Oct. 4 (Bloomberg) -- Treasuries snapped a two-day advance as the U.S. prepared to auction $64 billion of notes and bonds next week and the partial shutdown of the government persisted for a fourth day.
Benchmark 10-year note yields rose from almost a seven-week low, trading in the tightest weekly range in almost six months. One-month bill rates matched the highest level since 2009. House Speaker John Boehner tried to unite Republicans on a plan to reopen the government, raise the debt cap and achieve as many political priorities as possible. The Treasury has said it will exhaust measures to avoid exceeding the borrowing limit Oct. 17.
“The base case is no default, they’ll come to their senses,” said Kevin Flanagan, a Purchase, New York-based fixed-income strategist for Morgan Stanley Smith Barney. “There are a lot of dominos that are affected by the government shutdown, but in the near term it’s the debt ceiling that’s the focus.”
Ten-year U.S. yields climbed four basis points, or 0.04 percentage point, to 2.65 percent at 5 p.m. New York time, Bloomberg Bond Trader data show. The price of the 2.5 percent debt due August 2023 fell 11/32, or $3.44 per $1,000 face amount, to 98 3/4. The yield increased two basis points this week, trading between 2.66 percent and 2.58 percent, the narrowest range since April. The bottom of the range, reached yesterday, was the lowest level since Aug. 12.
Rates on Treasury bills that mature Oct. 24 traded at 0.12 percent today, from negative 0.01 percent on Sept. 27, as investors demanded extra compensation for the risk of holding the securities.
Money managers are getting out of Treasuries maturing closest to the debt-ceiling deadline and buying longer-maturity bills, yields indicate. One-month rates touched 0.19 percent today, matching a 45-month high reached in November 2012, while the rate on three-month bills traded at 0.02 percent. The inversion of the spread was the biggest since September 2008.
“If you have one of these things and it’s maturing in the middle of October, at the end of October, you really don’t know what’s going to happen,” said Robert Tipp, chief investment strategist in Newark, New Jersey, for Prudential Financial Inc.’s fixed-income division, which oversees $395 billion in bonds. “That’s a far cry from riskless storehouse of nominal U.S. dollar value with unquestioned credit quality and 24-hour liquidity.”
The U.S. will auction $30 billion of three-year notes on Oct. 8, $21 billion of 10-year debt on Oct. 9 and $13 billion of 30-year bonds on Oct. 10.
House Republicans are divided between those who insist on confrontation over the 2010 health-care law, President Barack Obama’s signature legislative achievement, and those who say they would support Senate Democrats’ spending bill.
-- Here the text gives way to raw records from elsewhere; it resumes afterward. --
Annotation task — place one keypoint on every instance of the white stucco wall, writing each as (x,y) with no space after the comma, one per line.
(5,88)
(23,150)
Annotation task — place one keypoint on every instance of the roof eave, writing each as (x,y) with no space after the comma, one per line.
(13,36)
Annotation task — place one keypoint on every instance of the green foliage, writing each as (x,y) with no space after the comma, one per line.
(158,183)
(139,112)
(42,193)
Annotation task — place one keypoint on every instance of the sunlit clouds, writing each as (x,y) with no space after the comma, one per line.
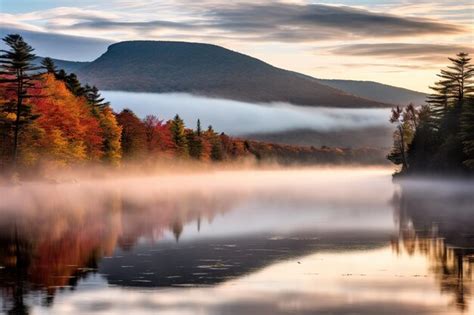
(395,42)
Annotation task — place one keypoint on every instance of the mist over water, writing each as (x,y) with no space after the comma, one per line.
(273,241)
(236,118)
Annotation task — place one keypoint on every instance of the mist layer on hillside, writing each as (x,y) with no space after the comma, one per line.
(238,118)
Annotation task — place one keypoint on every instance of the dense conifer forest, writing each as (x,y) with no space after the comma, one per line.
(49,121)
(438,138)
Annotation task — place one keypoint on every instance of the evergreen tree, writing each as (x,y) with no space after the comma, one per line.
(133,138)
(48,65)
(467,133)
(195,142)
(179,136)
(198,128)
(94,98)
(398,154)
(74,85)
(17,76)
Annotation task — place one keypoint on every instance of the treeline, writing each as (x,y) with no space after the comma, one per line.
(438,138)
(48,120)
(48,117)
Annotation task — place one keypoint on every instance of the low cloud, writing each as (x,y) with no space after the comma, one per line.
(60,46)
(295,22)
(432,52)
(237,118)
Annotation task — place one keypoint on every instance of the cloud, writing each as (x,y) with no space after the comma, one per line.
(432,52)
(237,118)
(295,22)
(272,21)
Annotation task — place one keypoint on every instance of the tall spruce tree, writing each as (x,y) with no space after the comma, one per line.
(94,98)
(467,132)
(179,136)
(17,74)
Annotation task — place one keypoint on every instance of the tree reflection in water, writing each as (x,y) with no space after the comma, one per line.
(58,235)
(49,244)
(437,221)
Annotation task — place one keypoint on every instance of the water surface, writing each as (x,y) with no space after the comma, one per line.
(327,241)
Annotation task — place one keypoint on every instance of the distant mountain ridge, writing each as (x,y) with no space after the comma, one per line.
(204,69)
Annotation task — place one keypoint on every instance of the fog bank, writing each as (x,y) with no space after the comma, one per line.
(237,118)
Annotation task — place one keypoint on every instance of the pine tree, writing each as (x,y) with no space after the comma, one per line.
(467,132)
(17,76)
(48,65)
(179,136)
(198,128)
(94,98)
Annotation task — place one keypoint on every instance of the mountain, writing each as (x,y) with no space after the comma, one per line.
(377,91)
(148,66)
(375,137)
(156,66)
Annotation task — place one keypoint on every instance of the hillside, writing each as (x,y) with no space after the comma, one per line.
(150,66)
(376,137)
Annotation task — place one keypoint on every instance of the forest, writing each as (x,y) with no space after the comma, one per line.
(50,121)
(438,138)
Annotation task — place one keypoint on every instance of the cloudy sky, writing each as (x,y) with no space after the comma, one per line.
(402,43)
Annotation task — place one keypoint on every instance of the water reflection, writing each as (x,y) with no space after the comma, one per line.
(307,241)
(437,221)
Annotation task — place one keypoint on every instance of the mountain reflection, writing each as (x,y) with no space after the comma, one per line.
(437,221)
(48,244)
(163,235)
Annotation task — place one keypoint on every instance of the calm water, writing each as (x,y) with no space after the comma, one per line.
(311,241)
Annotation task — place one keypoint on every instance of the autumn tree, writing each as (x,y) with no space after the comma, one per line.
(177,129)
(401,137)
(195,141)
(16,76)
(112,135)
(94,98)
(216,153)
(73,84)
(442,137)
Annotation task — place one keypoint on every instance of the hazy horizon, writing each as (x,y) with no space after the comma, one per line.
(401,43)
(239,118)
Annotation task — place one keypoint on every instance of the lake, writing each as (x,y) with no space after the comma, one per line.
(274,241)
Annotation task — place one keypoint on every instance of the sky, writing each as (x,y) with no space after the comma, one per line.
(402,43)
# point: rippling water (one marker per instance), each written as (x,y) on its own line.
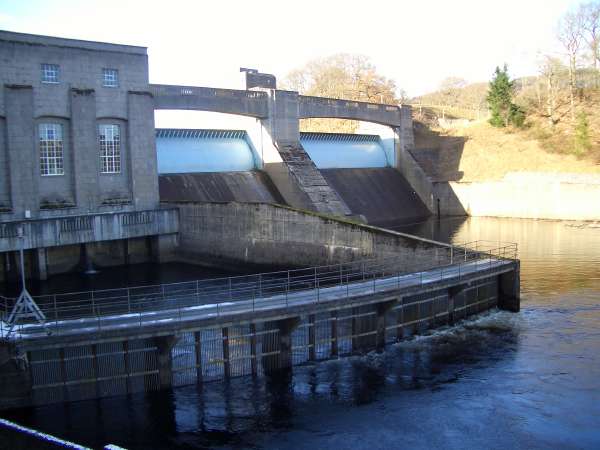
(501,380)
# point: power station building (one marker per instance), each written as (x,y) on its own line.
(76,143)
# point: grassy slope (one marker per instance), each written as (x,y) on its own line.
(489,153)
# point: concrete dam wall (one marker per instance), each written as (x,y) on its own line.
(381,195)
(223,166)
(247,186)
(264,235)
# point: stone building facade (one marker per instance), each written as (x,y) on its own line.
(76,139)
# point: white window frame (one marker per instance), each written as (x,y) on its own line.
(50,73)
(51,145)
(109,140)
(110,77)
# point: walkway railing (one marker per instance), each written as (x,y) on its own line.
(260,290)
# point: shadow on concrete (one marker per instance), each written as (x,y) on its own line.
(439,156)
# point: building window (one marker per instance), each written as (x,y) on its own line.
(110,148)
(110,77)
(50,73)
(51,149)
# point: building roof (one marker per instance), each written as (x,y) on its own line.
(36,39)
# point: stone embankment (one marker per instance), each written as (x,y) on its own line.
(531,195)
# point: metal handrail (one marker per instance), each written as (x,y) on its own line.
(226,291)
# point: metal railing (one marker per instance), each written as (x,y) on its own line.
(142,304)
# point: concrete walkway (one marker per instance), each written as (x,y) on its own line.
(189,309)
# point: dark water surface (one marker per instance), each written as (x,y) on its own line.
(501,380)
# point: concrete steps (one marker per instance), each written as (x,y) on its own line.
(323,197)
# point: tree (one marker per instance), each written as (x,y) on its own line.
(451,90)
(552,71)
(570,35)
(590,24)
(342,76)
(583,141)
(503,111)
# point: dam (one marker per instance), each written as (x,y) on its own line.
(302,215)
(224,165)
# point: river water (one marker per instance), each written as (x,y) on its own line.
(501,380)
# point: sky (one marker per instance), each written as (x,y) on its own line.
(204,43)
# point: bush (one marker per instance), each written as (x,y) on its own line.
(583,142)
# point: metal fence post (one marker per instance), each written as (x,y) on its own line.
(287,289)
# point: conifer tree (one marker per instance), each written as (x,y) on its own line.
(583,142)
(503,111)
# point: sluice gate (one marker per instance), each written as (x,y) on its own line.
(339,310)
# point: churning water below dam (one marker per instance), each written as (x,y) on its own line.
(500,380)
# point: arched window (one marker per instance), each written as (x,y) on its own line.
(51,149)
(110,148)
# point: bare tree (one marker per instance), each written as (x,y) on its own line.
(553,72)
(570,35)
(590,18)
(344,76)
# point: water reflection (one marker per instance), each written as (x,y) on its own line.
(555,256)
(501,380)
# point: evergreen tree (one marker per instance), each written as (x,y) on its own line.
(504,112)
(583,142)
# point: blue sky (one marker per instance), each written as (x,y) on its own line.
(416,43)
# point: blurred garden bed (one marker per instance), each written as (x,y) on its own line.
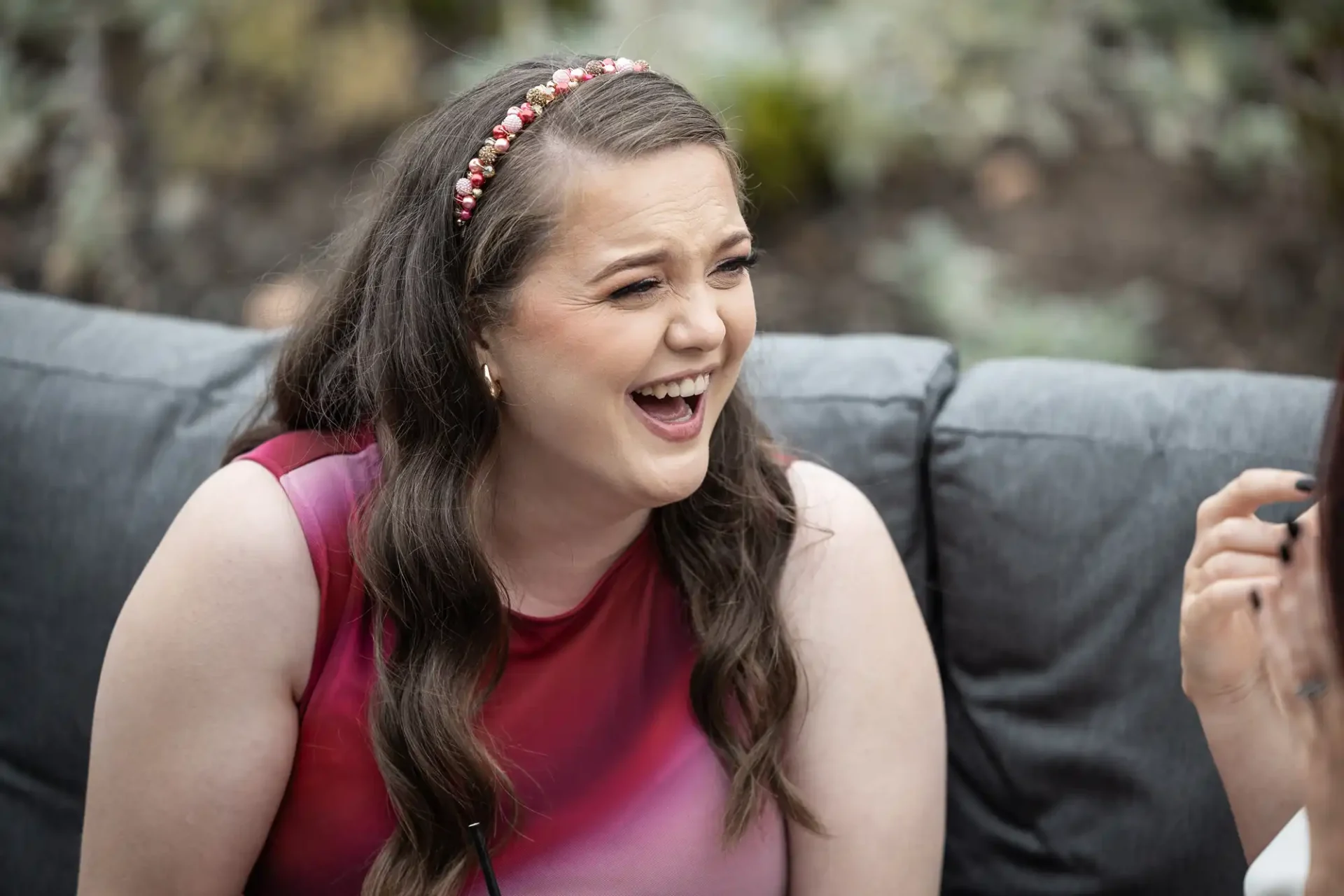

That measure would end the shutdown without conditions attached. Boehner told reporters today the way to reopen the government is for Democrats to negotiate and accept changes to the health law.
The House speaker has been telling fellow Republicans he won’t allow the U.S. to default on its debt, even if that requires Democratic votes, according to two Republican congressional aides. Party leaders were trying to package other Republican priorities with an increase of the $16.7 trillion debt-ceiling for a vote as soon as next week. The House will remain in session for a second straight weekend.
The “catastrophic” consequences of a default should the U.S. not raise the debt limit could lower investment and slower growth and may last for more than a generation, the Treasury Department said yesterday in a report.
Credit-default swaps insuring against losses on U.S. Treasuries almost doubled this week as the deadline for raising the nation’s $16.7 trillion debt limit approaches. The cost of one-year contracts jumped to 62 basis points from 33 basis points, according to date provider CMA, with the four-day partial government shutdown showing no sign of ending.
Trade volumes are also climbing, with swaps on Treasuries the 15th most active of 1,000 entities tracked by the Depository Trust & Clearing Corp. in the week through Sept. 27, up from 147th the previous period.
If the debt ceiling is reached, the Securities Industry and Financial Markets Association expects the Treasury will do day-to-day maturity extensions for securities and can’t redeem and coupon payments it can’t make, Rob Toomey, a trade-group official, said on a conference call.
The alternative to raising the debt limit “would be too awful to contemplate,” said Mohamed El-Erian, chief executive and co-chief investment officer at Pacific Investment Management Co., the world’s biggest manager of bond mutual funds. Most investors think a default will be avoided, he said on Bloomberg Television’s “In the Loop” with Betty Liu.
“If the debt ceiling gets taken hostage by politicians, you will see a much different reaction,” El-Erian said from Pimco’s headquarters in Newport Beach, California. “The market expects as we get closer to Oct. 17 some realism will start occurring on Capitol Hill and politicians will avoid what potentially could be quite catastrophic both for the U.S. and the global economy.”
The Bloomberg U.S. Treasury Bond Index is little changed this month, after gaining 0.9 percent in September, which was the first increase since April. It has lost 2.4 percent this year, compared with a 2.7 percent drop in the Bloomberg Global Developed Sovereign Bond Index.